Exact order of job execution for Rails delayed_job


I'm using collectiveidea's version of delayed_job: https://github.com/collectiveidea/delayed_job

Can anyone point me to the actual criteria used when a worker goes to pick the next job to work on? I'm assuming it's something like "SELECT id FROM delayed_jobs WHERE run_at > NOW() ORDER BY priority ASC, run_at ASC LIMIT 1" (picks by priority first, run_at time second), but I haven't been able to find exactly what's considered. I've done some poking about in the code on GitHub, but haven't found the actual query for the next job. Curious on a couple things, including whether 'created_at', 'attempts' or 'failed_at' factor into prioritization at all. (and I realize I'm unlikely to find actual SQL, just an easy way to represent what I assume the query does).

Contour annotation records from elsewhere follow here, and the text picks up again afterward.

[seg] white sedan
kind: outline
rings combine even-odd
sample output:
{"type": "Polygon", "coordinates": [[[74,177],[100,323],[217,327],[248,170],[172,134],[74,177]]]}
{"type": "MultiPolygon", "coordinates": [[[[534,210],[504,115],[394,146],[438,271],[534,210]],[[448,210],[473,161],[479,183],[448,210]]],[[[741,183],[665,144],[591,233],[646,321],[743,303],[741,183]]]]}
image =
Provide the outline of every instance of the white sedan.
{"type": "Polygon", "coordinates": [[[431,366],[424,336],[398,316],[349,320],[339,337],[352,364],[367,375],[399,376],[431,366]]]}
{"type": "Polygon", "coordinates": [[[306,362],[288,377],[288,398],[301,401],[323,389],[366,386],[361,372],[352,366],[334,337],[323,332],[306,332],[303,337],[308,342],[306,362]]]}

Secondarily, any good sources of actual documentation for this gem? For something that's used so commonly in Rails, the documentation I've seen is pretty darn sparse.


Solution

  • A bit of digging through the source showed this in backend/active_record.rb:

        scope :ready_to_run, lambda {|worker_name, max_run_time|
          where(['(run_at <= ? AND (locked_at IS NULL OR locked_at < ?) OR locked_by = ?) AND failed_at IS NULL', db_time_now, db_time_now - max_run_time, worker_name])
        }
        scope :by_priority, order('priority ASC, run_at ASC')
    
        # Find a few candidate jobs to run (in case some immediately get locked by others).
        def self.find_available(worker_name, limit = 5, max_run_time = Worker.max_run_time)
          scope = self.ready_to_run(worker_name, max_run_time)
          scope = scope.scoped(:conditions => ['priority >= ?', Worker.min_priority]) if Worker.min_priority
          scope = scope.scoped(:conditions => ['priority <= ?', Worker.max_priority]) if Worker.max_priority
    
          ::ActiveRecord::Base.silence do
            scope.by_priority.all(:limit => limit)
          end
        end
    

    Also, this bit in backend/base.rb is of interest:

        def reserve(worker, max_run_time = Worker.max_run_time)
          # We get up to 5 jobs from the db. In case we cannot get exclusive access to a job we try the next.
          # this leads to a more even distribution of jobs across the worker processes
          find_available(worker.name, 5, max_run_time).detect do |job|
            job.lock_exclusively!(max_run_time, worker.name)
          end
        end
    

    reserve is called by a worker to choose the next job.